Gemeinsam mit dem befreundeten Theaterregisseur Roland Hüve entstand eine sehr freie Nacherzählung von Lovecrafts tragischem Leben, lose basierend auf der Biographie von Lyon Sprague de Camp. Es ist der etwas krude Versuch, die Kurzgeschichte „Die Aussage des Randolph Carter“ mit Fragmenten aus Lovecrafts Biographie zu kombinieren: Die behütete Kindheit in der Bibliothek seines Großvaters, der Tod des Vaters im Irrenhaus, die bedrückende Erziehung durch seine neurotische Mutter und die gescheiterte Ehe mit Sonia Greene. Verbunden werden diese beiden Teile eher holprig durch ein fiktives Telefonat zwischen Kleists an Lovecraft, bei dem letzterer sich mit seiner Figur Randolph Carter vermischt.
Während der Inhalt nicht ganz überzeugt, ist die Bildebene ein optisches Abenteuer: Der Zeichenstil ändert sich von Seite zu Seite zum Teil dramatisch, die Panels springen auf, Skizzen mischen sich mit Malerei, streckenweise erinnern die Bilder an die surreal-düsteren Collagen Dave McKeans („Sandman“). Noch beeindruckender ist der ebenfalls in „Lovecraft“ enthaltene Comic zu „Die Musik des Erich Zann“. Die kurze Geschichte über einen verfluchten Giger ist noch stärker in Kleists typischem Schwarz-Weiß-Stil gehalten und beeindruckt durch ausschweifende, expressionistische Entwürfe, in denen der Protagonist durch finstere Treppen-Labyrinthe und an „Das Kabinett des Dr. Caligari“ erinnernde Räume irrt.
Vom Lovecraft-Virus infiziert
Nur wenige Jahre später lieferte Kleist einen weiteren Schwung Lovecraft-Adaptionen ab, die qualitativ und stilistisch ein ähnlich hohes Level aufweisen wie die Bearbeitung von „Die Musik des Erich Zann“: In „Das Grauen im Gemäuer – Neue Lovecraft-Geschichten“ nimmt sich der Zeichner vier der weniger prominenten Geschichten des Meisters an.
In „Der leuchtende Trapezoeder“ lauert das Grauen in einem merkwürdigen Apparat, in dem sehr gelungenen „Die Ratten im Gemäuer“ stößt ein junger Adliger unter dem Haus seiner Vorfahren auf ein schreckliches Familiengeheimnis. Ironischer und freier bearbeitet wurde „Das Grauen von Red Hook“, in der Lovecraft selbst als Antagonist auftritt – nicht ganz unverdient, ist doch gerade diese Story ein trauriges Zeugnis für den Rassismus des Horror-Autors. Bei Kleist hat die Geschichte – ganz Lovecraft-untypisch – sogar ein Happy End.
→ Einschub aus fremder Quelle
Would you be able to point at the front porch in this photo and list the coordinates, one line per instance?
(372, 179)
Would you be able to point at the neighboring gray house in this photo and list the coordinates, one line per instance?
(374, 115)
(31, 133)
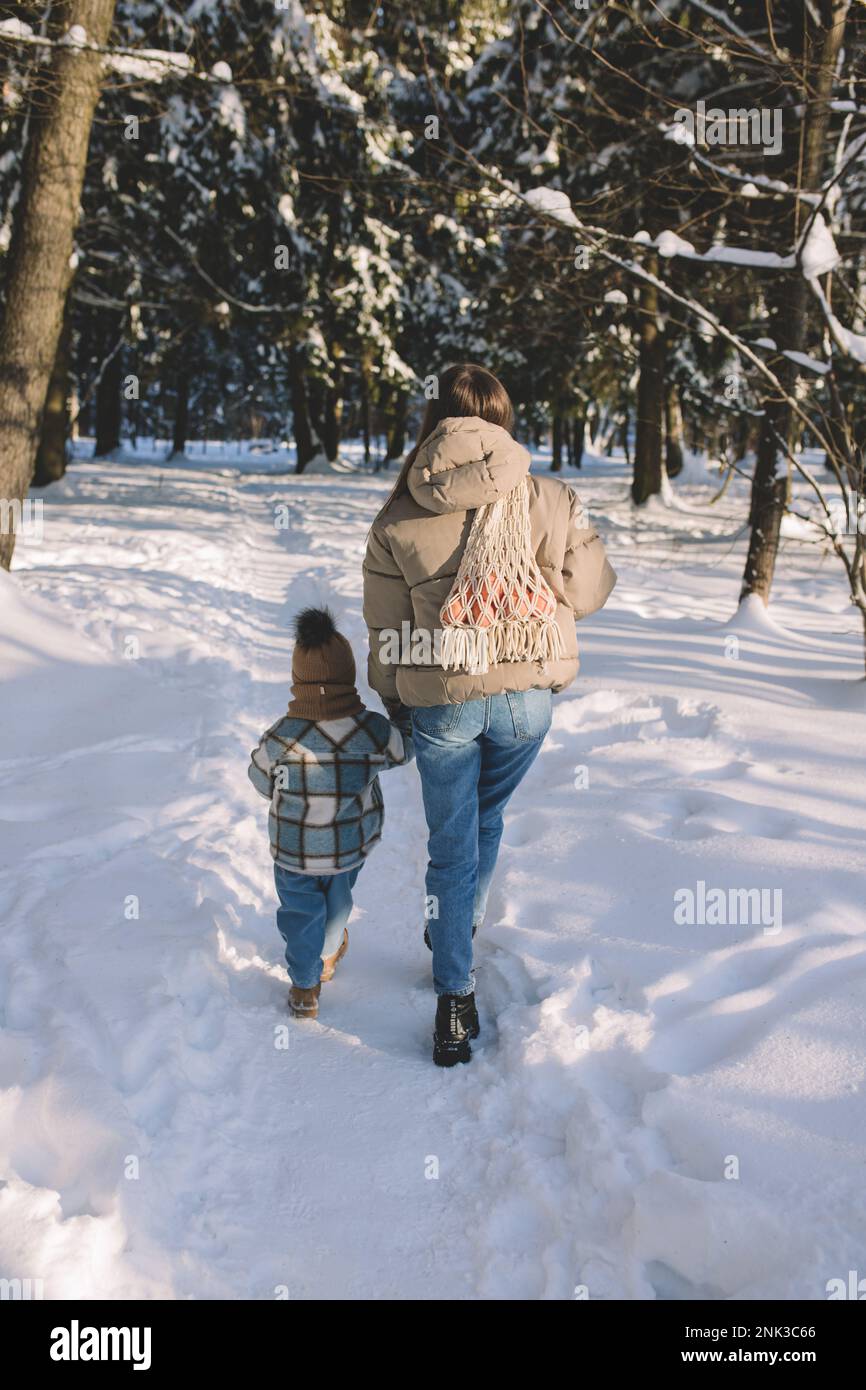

„Kühle Luft“ spielt ihm Berlin der 1980er Jahre: Der Protagonist, der den Umtrieben eines kranken Nachbarn auf den Grund geht, ist Kleist selbst, auch Lovecraft hat erneut einen Kurzauftritt. Dass dieser Kleist hinterrücks mit einem Virus infiziert, stellt die Beziehung zwischen den beiden sehr schön dar. Schon das Vorwort zum dem Band von Tobias O. Meißner („Berlinoir“) macht klar, wie stark verbunden sich der Zeichner mit Lovecraft fühlt: Meißner schildert eine fiktive Anekdote, in der sich Kleist in einer Art Hassliebe mit dem untoten Lovecraft in einem Café streitet.
Von Alan Moore bis Erik Kriek
Eine sehr freie Interpretation des Cthulhu-Mythos und besonders der Erzählung “Schatten über Innsmouth” haben Alan Moore und Jacen Burrows („The Courtyard“) in einer zwischen 2010 und 2011 entstandenen Mini-Serie abgeliefert: In „Neonomicon“ stoßen zwei FBI-Agenten bei ihren Nachforschungen über eine Reihe von Ritualmorden und einen wahnsinnig gewordenen Kollegen auf den „Esoterischen Orden von Dagon“. Dieser veranstaltet Sexorgien mit humanoiden Fischwesen, in die auch die Protagonisten bald hineingezogen werden.
Der Klappentext bringt die Grundidee von „Neonomicon“ auf den Punkt: „Aus den ‚blasphemischen Riten’ von einst wird endlich das, was der schüchterne Herr aus Providence immer damit gemeint hat: Sex mit großen schleimigen Monstern!“ Dementsprechend explizit geht es in dem Mystery-Horror-Thriller zu.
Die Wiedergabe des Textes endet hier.